Another method is to use one-gallon foil-laminate bags and oxygen absorbers and then, optionally, store those bags in a new steel trashcan. The one gallon bags will typically hold 5 to 8 pounds of food, and you should be able to fit about 25 of those bags into a $25 32-gallon steel trashcan. This method offers excellent protection against light, oxygen, moisture, insects, and (if you use the trashcan) rodents. You can purchase 7-mil (very thick) foil-laminate one-gallon bags and oxygen absorbers from the LDS on-line store for about $0.45 each in quantity 250. We consider this the second-best method.
So what’s the best method? For items they offer, we recommend buying bulk staples in #10 steel cans from your nearest LDS Home Storage Center. You’ll pay more per pound than buying the bulk staples in 50-pound bags, but it’s already packaged for long-term storage. If you have more money than time, this is definitely the way to go. If money is tight, go with the one-gallon Mylar bags.
My time this week was occupied almost exclusively on science kits and relocation issues, but I did spend some time in the evenings doing prepping research.
- We put in an offer on a house in the mountains. The asking price was way high, and the house has been on the market for a couple of years. We made a reasonable cash offer, and they came back at only about 3% below their asking price. It’s a nice house, but their asking price was about a third higher than it should have been for that neighborhood. Oh, well. We’re in a strong position because we’re paying cash and we’re not in any hurry.
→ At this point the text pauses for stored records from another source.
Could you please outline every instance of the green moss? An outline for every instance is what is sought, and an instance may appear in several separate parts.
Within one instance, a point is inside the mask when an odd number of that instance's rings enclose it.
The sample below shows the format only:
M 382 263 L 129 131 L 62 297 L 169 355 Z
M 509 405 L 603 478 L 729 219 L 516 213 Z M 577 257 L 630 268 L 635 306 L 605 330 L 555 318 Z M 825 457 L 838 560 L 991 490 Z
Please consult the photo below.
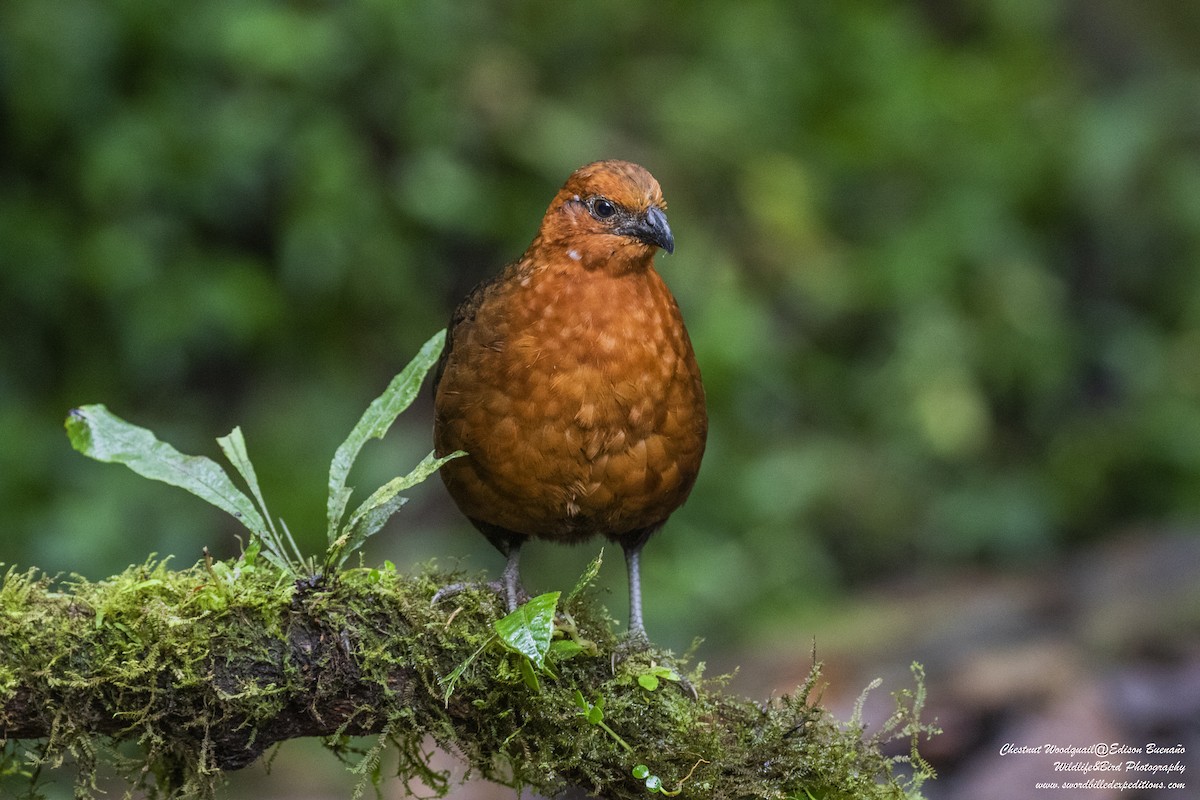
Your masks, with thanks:
M 543 794 L 579 785 L 649 796 L 633 777 L 644 764 L 682 797 L 917 796 L 919 783 L 895 776 L 878 739 L 864 741 L 856 720 L 840 724 L 816 704 L 816 668 L 793 697 L 766 707 L 734 700 L 702 664 L 622 650 L 584 592 L 564 603 L 560 635 L 589 646 L 552 649 L 533 691 L 522 657 L 492 634 L 502 614 L 493 594 L 430 605 L 447 580 L 388 568 L 292 583 L 244 560 L 178 571 L 148 560 L 61 585 L 10 570 L 0 588 L 0 726 L 12 739 L 3 763 L 28 757 L 15 740 L 32 736 L 23 746 L 35 762 L 74 762 L 81 796 L 98 765 L 113 764 L 132 786 L 207 797 L 224 769 L 276 741 L 321 735 L 349 757 L 352 735 L 379 733 L 355 762 L 364 782 L 392 748 L 401 779 L 444 786 L 425 762 L 430 735 L 474 774 Z M 475 653 L 447 698 L 442 679 Z M 638 678 L 651 673 L 682 680 L 649 691 Z M 603 698 L 608 730 L 589 722 L 576 692 Z M 918 688 L 900 699 L 888 734 L 915 737 L 923 697 Z M 128 742 L 136 755 L 121 755 Z

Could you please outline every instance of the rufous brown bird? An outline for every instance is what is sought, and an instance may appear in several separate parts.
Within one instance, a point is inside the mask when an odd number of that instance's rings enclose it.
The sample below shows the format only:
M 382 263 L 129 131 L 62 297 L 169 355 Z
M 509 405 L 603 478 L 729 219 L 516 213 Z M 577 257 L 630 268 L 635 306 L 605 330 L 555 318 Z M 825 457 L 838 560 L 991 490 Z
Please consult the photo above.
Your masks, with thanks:
M 528 539 L 621 545 L 629 631 L 645 637 L 638 559 L 687 498 L 708 432 L 675 298 L 654 270 L 675 240 L 658 182 L 627 161 L 576 170 L 529 249 L 454 311 L 434 372 L 440 472 L 508 560 Z

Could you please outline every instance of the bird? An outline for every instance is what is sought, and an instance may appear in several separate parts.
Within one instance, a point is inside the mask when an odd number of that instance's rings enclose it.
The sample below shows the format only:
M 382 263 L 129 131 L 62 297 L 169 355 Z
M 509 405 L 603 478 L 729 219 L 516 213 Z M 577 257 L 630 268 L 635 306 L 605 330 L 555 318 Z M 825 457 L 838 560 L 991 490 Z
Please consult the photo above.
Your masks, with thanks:
M 434 368 L 434 445 L 451 498 L 506 558 L 509 611 L 530 539 L 618 543 L 628 635 L 646 640 L 640 555 L 687 499 L 708 434 L 658 181 L 628 161 L 571 173 L 524 254 L 455 309 Z

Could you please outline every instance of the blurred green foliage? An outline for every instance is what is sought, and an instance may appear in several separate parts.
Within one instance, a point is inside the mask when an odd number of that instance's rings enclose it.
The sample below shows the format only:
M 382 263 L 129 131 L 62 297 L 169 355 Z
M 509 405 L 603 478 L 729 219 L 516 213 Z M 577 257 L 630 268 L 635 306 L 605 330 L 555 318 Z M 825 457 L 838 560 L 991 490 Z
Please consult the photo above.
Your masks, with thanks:
M 670 200 L 712 414 L 652 631 L 1194 518 L 1198 9 L 5 0 L 0 558 L 236 546 L 73 454 L 85 402 L 185 452 L 240 424 L 315 550 L 339 435 L 602 157 Z M 376 553 L 486 553 L 428 487 Z

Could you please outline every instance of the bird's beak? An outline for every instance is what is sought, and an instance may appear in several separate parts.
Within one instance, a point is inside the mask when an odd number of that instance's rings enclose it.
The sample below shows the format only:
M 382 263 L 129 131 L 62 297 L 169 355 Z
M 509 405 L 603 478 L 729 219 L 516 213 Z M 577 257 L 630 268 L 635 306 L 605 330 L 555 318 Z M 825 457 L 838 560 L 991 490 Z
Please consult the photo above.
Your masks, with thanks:
M 640 242 L 661 247 L 668 253 L 675 252 L 675 237 L 667 224 L 667 215 L 658 206 L 650 206 L 646 213 L 626 223 L 621 233 Z

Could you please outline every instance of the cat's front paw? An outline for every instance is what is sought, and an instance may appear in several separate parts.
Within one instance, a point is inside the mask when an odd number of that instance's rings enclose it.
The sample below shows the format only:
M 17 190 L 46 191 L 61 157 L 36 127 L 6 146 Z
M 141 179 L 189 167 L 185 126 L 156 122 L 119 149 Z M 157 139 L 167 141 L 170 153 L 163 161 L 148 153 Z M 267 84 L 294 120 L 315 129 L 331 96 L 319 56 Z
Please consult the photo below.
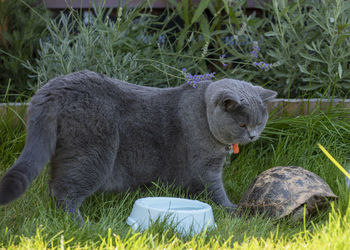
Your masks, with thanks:
M 233 203 L 231 203 L 230 206 L 225 207 L 226 211 L 232 215 L 236 213 L 237 208 L 238 208 L 237 204 L 233 204 Z

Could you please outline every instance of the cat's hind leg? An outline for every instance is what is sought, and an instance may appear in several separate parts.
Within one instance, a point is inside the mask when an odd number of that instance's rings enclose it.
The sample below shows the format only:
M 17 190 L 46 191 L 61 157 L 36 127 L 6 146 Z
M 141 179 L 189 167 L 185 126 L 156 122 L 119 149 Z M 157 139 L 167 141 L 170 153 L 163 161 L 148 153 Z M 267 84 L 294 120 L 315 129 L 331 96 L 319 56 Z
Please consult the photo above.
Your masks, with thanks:
M 50 193 L 58 206 L 73 220 L 83 224 L 79 208 L 85 198 L 95 193 L 111 175 L 115 150 L 84 149 L 70 153 L 67 150 L 51 161 Z

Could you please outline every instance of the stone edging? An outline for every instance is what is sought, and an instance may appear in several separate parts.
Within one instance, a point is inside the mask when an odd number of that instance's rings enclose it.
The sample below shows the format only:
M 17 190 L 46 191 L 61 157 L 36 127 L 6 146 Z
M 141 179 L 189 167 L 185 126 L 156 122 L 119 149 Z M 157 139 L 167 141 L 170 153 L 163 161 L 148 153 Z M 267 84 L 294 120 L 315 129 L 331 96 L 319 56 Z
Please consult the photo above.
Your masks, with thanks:
M 26 106 L 27 103 L 0 103 L 0 116 L 17 112 L 25 119 Z M 317 109 L 327 112 L 332 107 L 348 109 L 350 115 L 350 99 L 275 99 L 267 105 L 271 115 L 291 117 L 307 115 Z

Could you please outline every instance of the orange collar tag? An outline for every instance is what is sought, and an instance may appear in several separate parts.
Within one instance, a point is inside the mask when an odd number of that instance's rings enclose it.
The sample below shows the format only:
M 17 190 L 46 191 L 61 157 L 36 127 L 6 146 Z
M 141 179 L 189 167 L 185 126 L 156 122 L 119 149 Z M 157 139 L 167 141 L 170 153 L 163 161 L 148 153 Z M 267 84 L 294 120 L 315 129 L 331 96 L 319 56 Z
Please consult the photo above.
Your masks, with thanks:
M 232 150 L 233 150 L 234 154 L 238 154 L 239 153 L 238 143 L 233 143 L 232 144 Z

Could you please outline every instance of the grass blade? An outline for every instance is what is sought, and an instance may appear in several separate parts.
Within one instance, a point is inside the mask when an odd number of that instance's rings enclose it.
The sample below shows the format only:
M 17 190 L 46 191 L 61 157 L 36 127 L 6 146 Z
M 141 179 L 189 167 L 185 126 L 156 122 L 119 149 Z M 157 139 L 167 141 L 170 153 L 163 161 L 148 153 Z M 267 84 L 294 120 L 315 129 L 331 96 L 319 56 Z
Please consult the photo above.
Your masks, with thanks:
M 336 159 L 334 159 L 333 156 L 330 153 L 328 153 L 328 151 L 321 144 L 317 145 L 322 150 L 322 152 L 334 163 L 334 165 L 336 165 L 340 169 L 340 171 L 342 171 L 346 175 L 346 177 L 350 179 L 350 174 L 336 161 Z

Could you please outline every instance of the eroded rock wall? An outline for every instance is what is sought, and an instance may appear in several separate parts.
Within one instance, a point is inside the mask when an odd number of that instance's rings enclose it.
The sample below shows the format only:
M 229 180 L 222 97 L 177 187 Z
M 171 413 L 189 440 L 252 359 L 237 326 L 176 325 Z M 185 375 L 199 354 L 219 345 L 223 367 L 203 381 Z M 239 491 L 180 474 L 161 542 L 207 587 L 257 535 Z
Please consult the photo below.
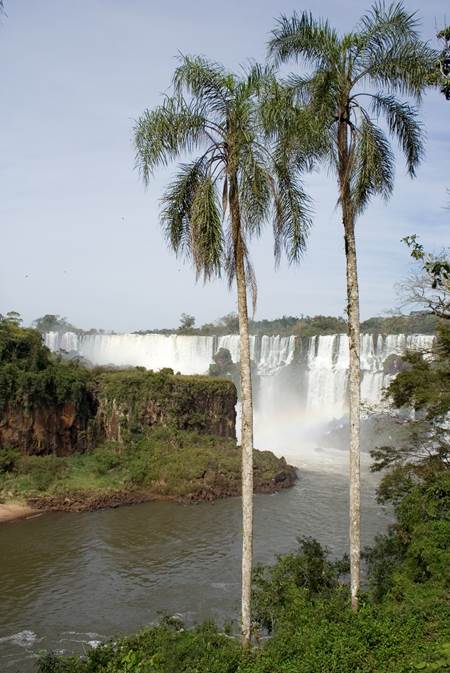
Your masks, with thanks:
M 157 426 L 235 437 L 236 388 L 229 381 L 145 370 L 93 375 L 79 401 L 7 404 L 0 448 L 67 456 L 102 441 L 127 441 Z

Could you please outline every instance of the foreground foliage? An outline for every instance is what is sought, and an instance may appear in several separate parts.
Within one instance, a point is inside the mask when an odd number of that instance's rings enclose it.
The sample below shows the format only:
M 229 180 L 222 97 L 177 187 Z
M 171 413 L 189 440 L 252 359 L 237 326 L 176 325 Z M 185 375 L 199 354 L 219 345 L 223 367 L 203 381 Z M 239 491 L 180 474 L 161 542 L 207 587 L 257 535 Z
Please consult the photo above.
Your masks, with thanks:
M 417 479 L 429 478 L 450 467 L 450 323 L 441 320 L 430 353 L 407 353 L 404 369 L 391 382 L 387 394 L 395 408 L 395 446 L 371 452 L 373 470 L 390 468 L 380 497 L 398 500 Z M 414 419 L 398 414 L 414 411 Z

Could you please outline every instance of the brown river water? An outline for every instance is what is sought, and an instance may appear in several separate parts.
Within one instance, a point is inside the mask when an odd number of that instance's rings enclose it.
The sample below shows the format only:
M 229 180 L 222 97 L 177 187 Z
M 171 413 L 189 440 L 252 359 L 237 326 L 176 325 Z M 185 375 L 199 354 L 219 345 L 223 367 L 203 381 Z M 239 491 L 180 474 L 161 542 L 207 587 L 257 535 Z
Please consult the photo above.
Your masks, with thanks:
M 362 538 L 391 513 L 364 470 Z M 303 469 L 296 485 L 255 498 L 255 560 L 271 562 L 310 535 L 347 550 L 344 472 Z M 239 616 L 240 499 L 145 503 L 45 514 L 0 526 L 0 671 L 31 673 L 37 653 L 83 652 L 178 614 L 188 624 Z

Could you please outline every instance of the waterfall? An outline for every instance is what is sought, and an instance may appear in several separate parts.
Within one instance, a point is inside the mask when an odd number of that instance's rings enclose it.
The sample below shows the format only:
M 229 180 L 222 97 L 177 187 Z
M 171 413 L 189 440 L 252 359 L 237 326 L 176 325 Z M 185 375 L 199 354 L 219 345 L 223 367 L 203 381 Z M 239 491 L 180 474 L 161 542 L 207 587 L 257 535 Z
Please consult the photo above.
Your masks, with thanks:
M 239 362 L 239 336 L 184 336 L 179 334 L 75 334 L 48 332 L 45 344 L 52 351 L 77 353 L 94 365 L 171 367 L 181 374 L 206 374 L 219 348 L 227 348 Z M 292 362 L 295 337 L 250 337 L 250 356 L 258 373 L 270 375 Z
M 432 335 L 395 334 L 361 336 L 361 396 L 378 405 L 393 373 L 390 356 L 407 349 L 430 349 Z M 49 332 L 45 343 L 52 351 L 75 352 L 94 365 L 170 367 L 182 374 L 205 374 L 219 348 L 239 361 L 239 336 L 184 336 L 179 334 L 75 334 Z M 348 337 L 344 334 L 298 337 L 252 336 L 250 352 L 259 374 L 256 411 L 274 419 L 301 408 L 315 422 L 341 418 L 347 407 Z M 297 355 L 296 355 L 297 353 Z M 286 374 L 289 373 L 289 376 Z

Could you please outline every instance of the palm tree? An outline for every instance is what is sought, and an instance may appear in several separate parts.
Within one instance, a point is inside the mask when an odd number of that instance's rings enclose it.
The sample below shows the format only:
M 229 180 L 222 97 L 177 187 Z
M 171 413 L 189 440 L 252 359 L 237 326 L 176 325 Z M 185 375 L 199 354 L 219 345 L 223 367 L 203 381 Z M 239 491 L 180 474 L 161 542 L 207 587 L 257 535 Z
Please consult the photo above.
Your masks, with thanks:
M 298 178 L 304 165 L 295 143 L 268 149 L 261 110 L 268 119 L 276 90 L 270 70 L 254 66 L 237 76 L 203 57 L 181 57 L 173 92 L 162 105 L 146 110 L 135 128 L 137 164 L 145 183 L 152 171 L 180 156 L 162 198 L 161 223 L 169 247 L 186 256 L 197 278 L 224 271 L 236 282 L 240 333 L 242 445 L 242 642 L 251 637 L 253 529 L 253 402 L 247 290 L 256 301 L 255 275 L 248 245 L 265 221 L 274 223 L 277 251 L 296 260 L 305 247 L 308 200 Z M 275 114 L 275 113 L 273 113 Z M 275 146 L 274 146 L 275 148 Z M 285 148 L 286 149 L 286 148 Z
M 394 186 L 395 137 L 414 177 L 423 156 L 420 101 L 436 52 L 420 40 L 418 21 L 401 3 L 373 5 L 343 36 L 310 13 L 282 16 L 269 43 L 276 63 L 291 58 L 310 70 L 287 85 L 299 104 L 315 110 L 328 139 L 344 225 L 350 346 L 350 562 L 351 598 L 360 585 L 360 319 L 355 222 L 370 198 L 387 199 Z M 407 97 L 400 100 L 398 96 Z M 408 100 L 412 103 L 408 102 Z M 379 120 L 384 123 L 380 126 Z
- I read the rest of the post-apocalyptic novels in Angery American’s Going Home series. Books 1 and 2 were okay; books 3, 4, and 5 less so.
- I was able to get an hour or so in on the prepping book, again mostly just jotting down notes about stuff I want to write about in detail.
- I ordered one or two minor long-term food storage items, including four pounds of yeast.
So, what did you do to prep this week? Tell me about it in the comments.
09:26 – One of the signs of a chemistry geek is that they often use lab beakers with handles instead of normal drinking mugs. I’ve always thought that was a really bad idea. The last thing a working chemist should make a habit of is drinking from lab beakers. Otherwise, one day in the lab he’s likely to grab a beaker off the bench and take a big gulp of whatever happens to be in it.
That said, one of the items that arrive yesterday from one of our lab equipment suppliers was some one-liter polypropylene beakers with pouring spouts and handles. Normal people would call them measuring cups. They’re pretty heavy-duty plastic, are reasonably light, semi-nesting (the handles don’t allow them to nest fully), and graduated. I decided to add a couple of them to each of our car emergency kits. They’re tall-form rather than short-form, which means they have the form factor of a regular mug. They’ll work fine as drinking mugs or as bowls, come to that.